NASA on track to triple Discover super's grunt
The second stage is about to fire space agency's compute power to the stars
The rolling upgrade at NASA's Centre for Climate Simulation (NCCS) is nearing completion, with the agency just about ready to flick the switch on the second of three new SGI systems.
The upgrade project, which was won by SGI (canned announcement) in November 2014, will when it's complete replace the former IBM machine – with 35,500-plus Intel Xeon cores – to more than 64,500 Haswell cores, each with 4 GB-plus of memory.
As NASA discusses here, the SGI kit will replace units dating from 2011.
The project is two-thirds complete now, with the 30,000-plus-core Scalable Compute Unit (SCU) 10 online since January and the 16,800-core SCU 11 currently undergoing system tests.
The project should be complete by the end of May 2015, when SCU 12 goes live.
NASA says SCU 10's primary project is to improve the spatial resolution of climate models in what's called the “Downscaling Project”. That project uses the SCU's 138 terabytes of memory to run the GEOS-5 model running at 12 km, with regional models down to 4 km resolution.
“Scientists are comparing how well the models predict three weather phenomena impacting the continental United States: Northeast wintertime storms, midcontinent summertime storms, and West Coast wintertime atmospheric rivers”, NASA's article says.
Each 28-core node has a 56 Gbps non-blocking InfiniBand connection, and the Discover facility's system-wide storage is being doubled to 33 petabytes.
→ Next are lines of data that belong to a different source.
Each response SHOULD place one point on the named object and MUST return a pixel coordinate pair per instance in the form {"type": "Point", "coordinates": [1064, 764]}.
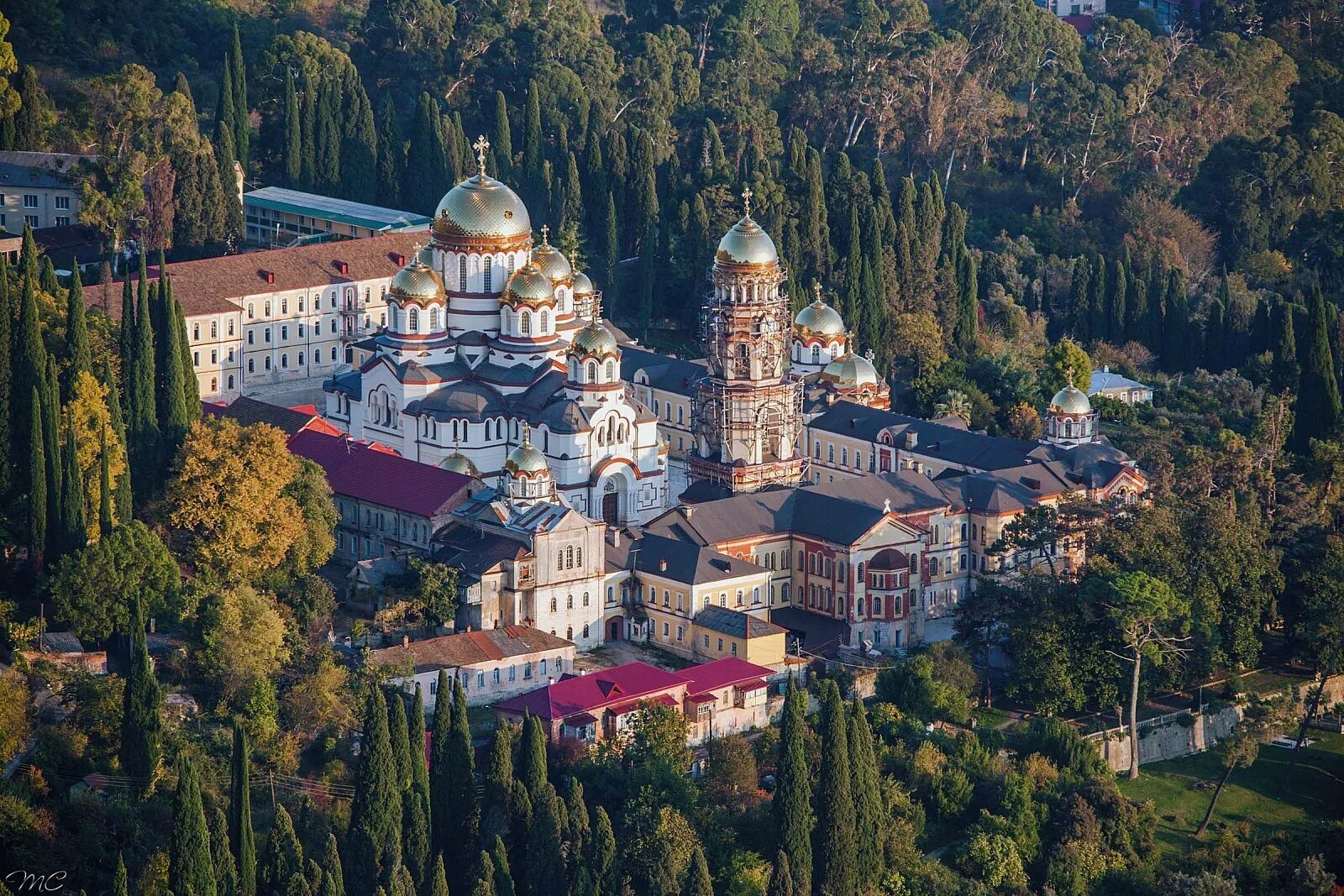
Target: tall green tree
{"type": "Point", "coordinates": [373, 842]}
{"type": "Point", "coordinates": [793, 794]}
{"type": "Point", "coordinates": [833, 866]}
{"type": "Point", "coordinates": [241, 836]}
{"type": "Point", "coordinates": [1319, 398]}
{"type": "Point", "coordinates": [140, 719]}
{"type": "Point", "coordinates": [190, 866]}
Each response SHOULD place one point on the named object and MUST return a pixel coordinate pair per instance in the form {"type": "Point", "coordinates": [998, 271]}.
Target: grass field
{"type": "Point", "coordinates": [1252, 794]}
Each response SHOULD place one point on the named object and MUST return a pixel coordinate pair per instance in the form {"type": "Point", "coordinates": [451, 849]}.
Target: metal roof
{"type": "Point", "coordinates": [331, 208]}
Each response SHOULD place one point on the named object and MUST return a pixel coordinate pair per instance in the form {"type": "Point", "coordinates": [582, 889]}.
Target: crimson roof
{"type": "Point", "coordinates": [721, 673]}
{"type": "Point", "coordinates": [358, 470]}
{"type": "Point", "coordinates": [566, 698]}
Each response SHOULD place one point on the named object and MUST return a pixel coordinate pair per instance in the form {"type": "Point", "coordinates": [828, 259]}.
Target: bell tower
{"type": "Point", "coordinates": [748, 412]}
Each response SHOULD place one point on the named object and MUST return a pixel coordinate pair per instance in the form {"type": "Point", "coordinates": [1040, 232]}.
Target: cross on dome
{"type": "Point", "coordinates": [480, 147]}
NASA writes that the upgrade demanded “planning for nearly 1 megawatt of power and 400 tons of cooling, ensuring the vendor factory configures the racks for optimal onsite operations, and acquiring 10 nodes for the NCCS Test and Development System (TDS) to prepare the operating system (OS) and software stack (compilers, file system, MPI, etc.).”
Sensibly, the post also notes that sysadmins “scrub all NASA data off the old hardware before physically removing it”.